The big four banks have suddenly found that money is getting more expensive and their customers – that’s you – will pay the price.
The cost of wholesale funding, or selling debt – which banks use to supplement deposits to help finance their operations and manage risk – is at a two-year high and showing no signs of decreasing as world markets, including the credit markets, switch to gloom mode.
Typically, the banks get one-third of their money by selling commercial paper – bonds – by promising to repay the money at a margin over a benchmark market rate. Commonwealth Bank went to market in January at 115 basis points over the benchmark, up from 108 basis points for a similar offering three months before and up from 90 basis points at the same time a year ago.
When borrowing gets more expensive, the banks have to look for cheaper funding elsewhere to protect their stratospheric earnings and keep their shareholders happy. (The Commonwealth Bank, Westpac, National Australia Bank and ANZ Bank made record combined profits of $28.6 billion last year, with average earnings growth of 5.7%).
The oddity is that because interest rates on deposits are low and savings are increasing, the banks’ cost of funding actually improved as the funding mix changed. That situation is unlikely to last if the banks increase their rates, as money will be diverted from savings to meet the higher cost.
The banks also sold sizeable chunks of shares in 2015 to meet upcoming changes to prudential regulation, according to Reserve Bank of Australia (RBA) data. The additional capital increases the cost base of banks as equity is a more expensive form of funding than debt.
The industry watchdog, Australian Prudential Regulation Authority (APRA), wants to force the banks to fund themselves with more long-term debt. The aim will be to get banks to maintain a stable funding profile – called the net stable funding ratio – to limit the over-reliance on short-term, wholesale funding that can vanish quickly in a crisis, and APRA wants the rules in place by 2018.

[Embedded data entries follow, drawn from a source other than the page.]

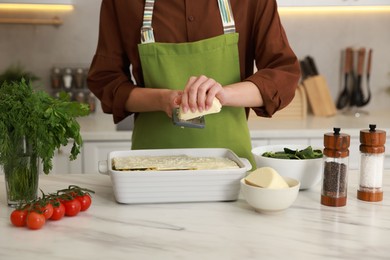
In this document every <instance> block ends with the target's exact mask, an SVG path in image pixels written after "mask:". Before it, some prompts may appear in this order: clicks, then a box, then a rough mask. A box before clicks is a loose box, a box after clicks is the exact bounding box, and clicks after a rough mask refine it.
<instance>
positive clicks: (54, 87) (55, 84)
mask: <svg viewBox="0 0 390 260" xmlns="http://www.w3.org/2000/svg"><path fill="white" fill-rule="evenodd" d="M87 73H88V68H84V67H69V66H67V67H53V68H52V69H51V73H50V87H51V89H50V92H51V94H52V95H53V96H58V95H59V93H60V92H61V91H65V92H67V93H68V94H69V95H70V97H71V99H72V100H73V101H77V102H80V103H86V104H88V105H89V107H90V110H91V112H95V111H96V97H95V95H94V94H93V93H92V92H91V91H90V90H89V89H88V87H87V81H86V79H87Z"/></svg>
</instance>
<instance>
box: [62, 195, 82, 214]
mask: <svg viewBox="0 0 390 260" xmlns="http://www.w3.org/2000/svg"><path fill="white" fill-rule="evenodd" d="M64 206H65V216H69V217H73V216H76V215H77V214H79V212H80V210H81V203H80V201H79V200H77V199H72V200H67V201H64Z"/></svg>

“Some further lengthening of Australian bank maturity profiles is likely to be needed over time to truly strengthen their funding resilience,” APRA chairman Wayne Byres told an actuaries event in Sydney in January.
However, that also will push up banks’ funding costs, which, naturally, they will pass on to customers.
“There will be an extra cost to consumers if we have a lot more long-term debt,” Paolo Tonucci, group treasurer at Commonwealth Bank of Australia, told The Sydney Morning Herald.
This comes on top of some already big moves by APRA to ensure the safety of the financial system.
APRA last year directed banks to restrict the growth of lending to property investors to 10% a year and requested lenders increase the amount of capital they hold against their residential mortgage exposures to between 25% and 30%, up from about 16%.
Commonwealth Bank of Australia Chief Executive Ian Narev said at the time the obvious effect of the higher capital requirements would be lower shareholder returns.
“As you carry more capital and wear more costs, you are going to get a moderate decline in profitability,” he said at the bank’s announcement of a record $9.14 billion full-year profit.
Increasing the cost of money will in turn push up household debt in Australia, which has grown at an annual rate of 10.3% over the past 20 years and now stands at more than $2 trillion, according to a Bankwest Curtin Economics Centre study entitled Beyond Our Means? Interest payments now absorb about 9% of average household income, up from only 6% in the mid-1990s.
The good news for consumers is that the RBA may ease the decision for the banks by cutting official interest rates again, which will encourage the most indebted households in the world (that may include you again, sorry) to keep borrowing. But if official rates remain unchanged, it may be a good time for investors to consider their options.